What makes Sharapova’s case even stronger is World Anti-Doping Agency’s (Wada) inconsistent and chaotic implementation of the ban on the drug. There is still no definite proof to suggest that the drug enhances a player’s performance and Sharapova remains as one of the relative few athletes to be suspended for its use. Wada also released an ambiguous statement regarding how long the drug stays in a human body, inflicting further damage to their shaky reputation.
Furthermore, the Court of Arbitration for Sport (CAS) reduced the initial two-year suspension to 15 months on the grounds that Sharapova was guilty of negligence, but wasn’t an “intentional doper”. CAS also asserted that anti-doping agencies should have provided clearer notice to athletes. Now that Sharapova has served her time, she deserves a fair shot at resuming her career.
The Russian couldn’t have picked a more favourable time for her return to the tour.
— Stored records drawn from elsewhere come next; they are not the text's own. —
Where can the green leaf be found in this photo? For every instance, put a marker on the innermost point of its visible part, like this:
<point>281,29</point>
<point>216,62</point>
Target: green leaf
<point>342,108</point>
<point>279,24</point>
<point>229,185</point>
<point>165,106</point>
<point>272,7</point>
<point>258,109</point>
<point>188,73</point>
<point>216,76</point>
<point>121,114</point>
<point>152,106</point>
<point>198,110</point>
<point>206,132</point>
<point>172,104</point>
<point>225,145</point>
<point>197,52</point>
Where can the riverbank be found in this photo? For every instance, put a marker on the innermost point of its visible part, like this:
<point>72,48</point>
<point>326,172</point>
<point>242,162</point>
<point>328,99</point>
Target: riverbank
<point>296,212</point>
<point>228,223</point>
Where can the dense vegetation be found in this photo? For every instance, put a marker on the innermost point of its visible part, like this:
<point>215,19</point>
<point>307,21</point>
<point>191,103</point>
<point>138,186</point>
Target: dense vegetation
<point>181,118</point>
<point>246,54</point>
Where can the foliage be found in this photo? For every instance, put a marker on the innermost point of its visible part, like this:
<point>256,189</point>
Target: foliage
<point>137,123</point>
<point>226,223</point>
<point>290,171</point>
The first few tournaments she will play are on her late-career favourite — clay courts. The Russian’s last Grand Slam was won on the red dirt at Roland Garros in 2014 after she successfully altered her game for the slower courts.
Sharapova’s nemesis Serena Williams is out for the 2017 season due to her pregnancy, and her other potential rival Victoria Azarenka isn’t expected to make her return after giving birth before late July. Two-time Wimbledon champion Petra Kvitova is out due to a wrist surgery while Angelique Kerber, who held the World No 1 ranking till last week, hasn’t won a title in 2017 and is struggling with her form.
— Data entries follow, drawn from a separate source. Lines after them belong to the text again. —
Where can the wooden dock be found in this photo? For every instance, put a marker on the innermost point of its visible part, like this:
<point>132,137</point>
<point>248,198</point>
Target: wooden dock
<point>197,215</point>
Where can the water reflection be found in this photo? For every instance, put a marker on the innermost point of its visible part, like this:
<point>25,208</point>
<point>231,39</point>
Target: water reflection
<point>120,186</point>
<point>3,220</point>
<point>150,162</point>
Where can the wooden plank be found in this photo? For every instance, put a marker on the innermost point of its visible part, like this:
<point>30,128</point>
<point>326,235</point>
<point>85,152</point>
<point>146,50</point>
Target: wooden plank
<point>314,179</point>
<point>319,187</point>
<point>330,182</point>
However, there are plenty of other players who could now pose a threat to the five-time major champion. When Sharapova last played a competitive match at the Australian Open in January 2016, she was ranked seven in the world. Since then, Spaniard Garbine Muguruza has won a slam on clay, Karolina Pliskova has emerged as a consistent force and is ranked No 3, Kerber won another major trophy in the Big Apple and Johanna Konta has cemented her place in the top 10.
Sharapova isn’t going to have an easy time when she resumes playing competitive tennis, and she will have to quickly become match fit if she harbours any ambitions of a swift climb up the rankings. She hasn’t played a proper match in the last 15 months, and the WTA boasts a handful of talented teenagers who are more than capable of handing the 30-year-old shock defeats.
But if Sharapova’s career is anything to go by, she must be relishing these new challenges and will be hungry to prove her point. Her training videos over the past year indicate that she is fit and raring to go. In Stuttgart, Sharapova was forced to practice at a local tennis club with her coach Sven Groeneveld and hitting partner Alex Kuznetsova because her suspension ended only at midnight of 25 April.
Sharapova has spent far too much time on the sidelines, and now that she is back, expect her to fight for every inch in her quest to return to the winner’s circle as well.